Let’s recap just a few of the lowlights from this season:

■ Referee’s missed a false start that would have negated the Jaguars’ final play in a 22-20 last-second win over the Ravens.

■ The Seahawks blatantly “illegally batted” the ball out of the endzone in the final two minutes that would have given the Lions the ball inside the 1-yard line and a chance to win. No call or penalty was given.

■ There were multiple officiating flubs in Monday’s Patriots-Bills game, including an inadvertent whistle that ended a potentially big play for the Patriots. Referees also mistakenly used the college football rule to run the final two seconds off the clock even though Sammy Watkins had gotten out of bounds.

■ 18 seconds were allowed to run off the clock in the final minutes of the Steelers-Chargers game.

■ Officials gaffed when calling the Ravens for an ineligible receiver, even though Ravens lineman John Urschel checked in with referee Ronald Torbert and identified himself as eligible.

So what gives with the officiating this year? Thats not a straighfoward answer but lets start with a few things that could be leading to the inconsistent and below average performance of the NFL’s referees.

1. There has been a huge turnover in referees in the last two years.

The NFL hired 23 new officials and swapped out 20 over the past two years, which am officiating source called “an unusually high number” when speaking to the Boston Globe. There is no substitution for experience. We have new, green, and inexperienced referees calling crucial NFL games.

2.The current evaluation system isn’t working.

The NFL grades its officials on every call made every week, rewarding the highest-graded officials with postseason games. But the grading system perhaps isn’t as transparent or communicated to the officials as well as it should be. Officials are graded and ranked into three tiers, with the third tier being the worst performers. The worst referees are then given enhanced training and focus, and if no improvement is seen the NFL considers moving on from these officials.

Sources that spoke to the Boston Globe on this about the system, “Ask some officials and they’d say, ‘What grading system?’ ” one of the officiating sources said. “Sometimes it causes more confusion than answers questions.”
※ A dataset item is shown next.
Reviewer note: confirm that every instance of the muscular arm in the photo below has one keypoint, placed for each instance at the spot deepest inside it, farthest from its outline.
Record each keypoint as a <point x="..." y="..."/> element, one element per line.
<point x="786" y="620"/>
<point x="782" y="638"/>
3. Instant replay booth review is making referees worse.

The most significant change this season is with the instant replay system. Officials and VP of officiating Dean Blandino watch every game from league headquarters and communicate with referees during replay situations. Multiple officiating sources within the league told the Boston Globe that this implementation “has mostly caused the officials to question their calls on the field and rely on Blandino and the league office for guidance.” Many officials also question the choice of Blandino in guiding replay calls as he has never been an on-field official in the NFL.

4. NFL officials aren’t full-time employees.

This is a compelling argument for a change in policy. Simply put, refereeing isn’t the full-time occupation of the men and women that wear the stripes. It’s not their day job. Roger Goodell recently spoke on this saying that the league would be open to the idea of full-time officiating.

“We believe that at least on a limited basis it could be very much a positive for officials, for our clubs, obviously our fans to bring that consistency level up,” he said.

The idea of full-time officials would be to increase training and focus of these employees. They are currently highly paid part-time professionals making, on average, more than $173,000 per year (plus a 401k plan) working 14 or 15 games per season (plus playoffs), so expectations should be high. It’s not a matter of pay, but of commitment to the craft and hours put in to be an expert.

5. The development and scouting of referees isn’t working.

The league has a regional network of 92 officiating scouts looking for potential candidates from the high school and college levels, which has led to a pool of about 2,000 officials that were invited to apply to the league’s Officiating Development Program. The NFL then tracks their performance and chooses about 20 officials to be in the Advanced Developmental Program, where they are groomed to be NFL officials and are the first people called when there are vacancies.

But the officials aren’t getting enough in-game, live training of NFL rules, which leads to situations like the official in the Patriots-Bills game calling a college rule instead of an NFL rule. There has been a lot of talk about the NFL needing a developmental league to help the players, but the league could also use one to help its officials.